State Media – Emmerson Mnangagwa has held a secret meeting with the visiting UN rapporteur on the illegality of sanctions. This is revealed in the below report which says he yesterday met the special rapporteur, Ms Alena Douhan, who is in the country to assess the impact of unilateral coercive measures imposed on the country by the United States (US) and its allies.
The full state media report reads:
She is on a 10-day fact-finding mission whose outcome is expected to give the world a clear picture of the debilitating effects of the illegal sanctions.
The high-profile visit by Ms Douhan, follows the United Nations Human Rights Council resolution 34/13 of 2017, which stresses that unilateral coercive measures and legislation were contrary to international law, international humanitarian law, the charter and norms and principles governing peaceful relations among states.
The resolution highlights the fact that these sanctions in the long-term result in social problems and raise humanitarian concerns in the states targeted.
Over the past two decades, Zimbabwe has been groaning under the weight of illegal economic sanctions imposed by the US and the European Union (EU) bloc as punishment for the land reform programme meant to address colonial land imbalances.
During her visit, Ms Douhan will engage Government ministries, opposition voices, civil society organisations, and the broader Zimbabwean community to gauge how the baneful sanctions have constricted Zimbabwe’s development and how they infringe on the enjoyment of human rights.
After her closed-door meeting with the President at State House, the UN special rapporteur, who will only produce a report at the end of her 10-day visit, had a meeting with Justice, Legal and Parliamentary Affairs Minister Ziyambi Ziyambi.
“We met the special rapporteur as the Ministry of Justice to give them an overview of the effects of sanctions. But we cannot at the moment give details of our deliberations with them as you are aware they are on a fact-finding mission to establish the extent of the effects of sanctions on the ordinary people.
“As a country, we are on a drive to ensure that the sanctions are removed and we presented to them what we have done in terms of our legislation and other measures to ensure that the effect of the sanctions is lessened.
“We cannot give you details because we want the process that the rapporteur is doing to take place first,” said Minister Ziyambi.
He said Zimbabwe remained steadfast in its call for the unconditional removal of the baneful sanctions which have cost the country billions.
“Our document that we are going to give them will clearly indicate the effects of sanctions on our society and that is what we want them to appreciate and understand and be able to capture so that we continue with our drive to ensure the sanctions are removed,” he said.

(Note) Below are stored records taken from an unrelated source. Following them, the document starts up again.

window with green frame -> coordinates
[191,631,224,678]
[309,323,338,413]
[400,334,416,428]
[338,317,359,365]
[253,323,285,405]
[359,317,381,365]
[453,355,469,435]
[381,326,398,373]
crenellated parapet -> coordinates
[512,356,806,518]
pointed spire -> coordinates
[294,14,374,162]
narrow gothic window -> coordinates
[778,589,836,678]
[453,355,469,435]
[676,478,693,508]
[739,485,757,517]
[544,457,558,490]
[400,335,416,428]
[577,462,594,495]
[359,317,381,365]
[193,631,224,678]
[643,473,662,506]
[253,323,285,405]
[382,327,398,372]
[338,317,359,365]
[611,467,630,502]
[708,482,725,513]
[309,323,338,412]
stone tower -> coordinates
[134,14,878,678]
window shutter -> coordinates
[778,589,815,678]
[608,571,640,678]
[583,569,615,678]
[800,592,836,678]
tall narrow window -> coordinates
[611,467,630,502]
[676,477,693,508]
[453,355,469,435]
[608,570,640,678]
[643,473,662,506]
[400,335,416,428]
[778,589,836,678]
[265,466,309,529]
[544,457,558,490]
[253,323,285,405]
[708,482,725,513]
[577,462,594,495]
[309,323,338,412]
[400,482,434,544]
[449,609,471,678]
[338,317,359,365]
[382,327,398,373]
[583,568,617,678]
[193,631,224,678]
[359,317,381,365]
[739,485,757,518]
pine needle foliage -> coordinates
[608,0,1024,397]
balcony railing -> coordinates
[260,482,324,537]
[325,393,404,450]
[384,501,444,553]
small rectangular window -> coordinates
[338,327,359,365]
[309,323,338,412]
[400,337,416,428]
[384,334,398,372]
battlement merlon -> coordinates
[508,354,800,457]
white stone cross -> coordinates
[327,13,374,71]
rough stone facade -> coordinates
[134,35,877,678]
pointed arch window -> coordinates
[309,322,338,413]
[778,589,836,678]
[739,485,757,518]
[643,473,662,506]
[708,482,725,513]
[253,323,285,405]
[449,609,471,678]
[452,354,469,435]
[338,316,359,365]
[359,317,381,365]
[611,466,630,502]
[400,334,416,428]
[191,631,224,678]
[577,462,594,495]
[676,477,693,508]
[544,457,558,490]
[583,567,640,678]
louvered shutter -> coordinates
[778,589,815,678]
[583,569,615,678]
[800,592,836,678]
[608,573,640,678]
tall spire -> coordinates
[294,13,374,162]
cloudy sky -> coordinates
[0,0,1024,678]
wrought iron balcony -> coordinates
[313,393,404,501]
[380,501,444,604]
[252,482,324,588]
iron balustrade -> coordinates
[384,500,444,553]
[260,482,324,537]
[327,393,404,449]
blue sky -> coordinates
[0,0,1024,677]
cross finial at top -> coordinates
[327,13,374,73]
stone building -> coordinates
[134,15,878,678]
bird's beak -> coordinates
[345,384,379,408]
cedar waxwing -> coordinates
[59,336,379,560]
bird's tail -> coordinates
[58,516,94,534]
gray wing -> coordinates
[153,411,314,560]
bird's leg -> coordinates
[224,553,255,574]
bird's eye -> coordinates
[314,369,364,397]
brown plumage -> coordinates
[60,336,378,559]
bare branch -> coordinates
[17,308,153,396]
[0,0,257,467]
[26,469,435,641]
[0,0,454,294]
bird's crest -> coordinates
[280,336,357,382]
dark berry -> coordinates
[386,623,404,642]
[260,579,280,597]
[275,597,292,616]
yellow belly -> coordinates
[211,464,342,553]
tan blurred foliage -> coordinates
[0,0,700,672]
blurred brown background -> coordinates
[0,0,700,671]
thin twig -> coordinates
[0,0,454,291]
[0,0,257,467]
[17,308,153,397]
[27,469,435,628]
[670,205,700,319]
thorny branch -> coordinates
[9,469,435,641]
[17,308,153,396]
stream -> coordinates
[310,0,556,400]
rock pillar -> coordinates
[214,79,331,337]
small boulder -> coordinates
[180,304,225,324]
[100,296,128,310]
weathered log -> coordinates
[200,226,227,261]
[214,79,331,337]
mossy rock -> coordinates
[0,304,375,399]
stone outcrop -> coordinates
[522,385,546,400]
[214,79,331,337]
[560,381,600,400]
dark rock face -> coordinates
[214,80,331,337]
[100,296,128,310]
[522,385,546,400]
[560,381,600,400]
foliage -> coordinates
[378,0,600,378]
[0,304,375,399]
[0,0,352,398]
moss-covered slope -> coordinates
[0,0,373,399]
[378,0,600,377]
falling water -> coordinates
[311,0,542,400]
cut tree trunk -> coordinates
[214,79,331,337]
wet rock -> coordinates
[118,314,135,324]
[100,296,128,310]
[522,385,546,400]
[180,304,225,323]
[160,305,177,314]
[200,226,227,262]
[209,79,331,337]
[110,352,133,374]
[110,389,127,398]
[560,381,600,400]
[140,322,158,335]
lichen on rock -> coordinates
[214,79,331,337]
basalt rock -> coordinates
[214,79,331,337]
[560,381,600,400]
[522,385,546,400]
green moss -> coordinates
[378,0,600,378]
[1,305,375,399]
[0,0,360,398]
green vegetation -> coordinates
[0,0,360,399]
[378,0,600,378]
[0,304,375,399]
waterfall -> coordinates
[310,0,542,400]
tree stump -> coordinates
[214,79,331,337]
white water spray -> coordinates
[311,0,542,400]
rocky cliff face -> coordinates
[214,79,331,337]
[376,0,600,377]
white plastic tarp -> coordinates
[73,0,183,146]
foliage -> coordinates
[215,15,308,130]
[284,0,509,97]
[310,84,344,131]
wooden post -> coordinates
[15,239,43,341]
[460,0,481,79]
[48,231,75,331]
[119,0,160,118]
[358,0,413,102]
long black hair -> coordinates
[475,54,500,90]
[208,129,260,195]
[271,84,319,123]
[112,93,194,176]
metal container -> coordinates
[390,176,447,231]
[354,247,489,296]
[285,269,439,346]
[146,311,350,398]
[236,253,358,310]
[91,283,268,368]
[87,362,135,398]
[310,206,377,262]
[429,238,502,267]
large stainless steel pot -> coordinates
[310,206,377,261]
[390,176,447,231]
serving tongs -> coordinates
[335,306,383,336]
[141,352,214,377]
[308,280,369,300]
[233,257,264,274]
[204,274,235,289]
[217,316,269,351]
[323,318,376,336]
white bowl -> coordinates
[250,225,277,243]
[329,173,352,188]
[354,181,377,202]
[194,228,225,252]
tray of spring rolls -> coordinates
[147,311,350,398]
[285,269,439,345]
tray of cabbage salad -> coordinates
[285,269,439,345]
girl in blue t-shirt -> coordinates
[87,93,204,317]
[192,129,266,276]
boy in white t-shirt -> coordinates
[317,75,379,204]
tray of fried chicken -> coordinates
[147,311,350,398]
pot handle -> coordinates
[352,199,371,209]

“If she requests to meet anyone, I think that can be facilitated by the Ministry of Foreign Affairs,” said Minister Ziyambi.
Since the illegal sanctions were imposed in 2001, Zimbabwe has lost an estimated US$42 billion, losing an estimated US$4,5 billion in donor support annually for more than two decades.
The country lost US$2 billion in IMF, World Bank, and African Development Bank (AfDB) loans which could have helped in developing infrastructure, as well as losing commercial loans amounting to US$18 billion which could be extended to the private sector and other companies.
Zimbabwe experienced a US$21 billion reduction in GDP over the past two decades.
SADC member-states have since declared October 25 as Anti-Sanctions Day as the region exerts pressure on the US and its allies to remove the illegal sanctions that were choking Zimbabwe’s development.
According to her itinerary, the special rapporteur will also have private meetings with UN agencies present in Zimbabwe, as well as international organisations, regional organisations, international financial institutions, the national human rights institution, and representatives of the diplomatic community present in Harare.
She will also meet non-governmental organisations (NGOs), the business community, civil society organisations, and opposition, in particular those whose activities may be affected by unilateral coercive measures, as well as academics with specific expertise in the field.
The private meetings will be organised by the special rapporteur’s office.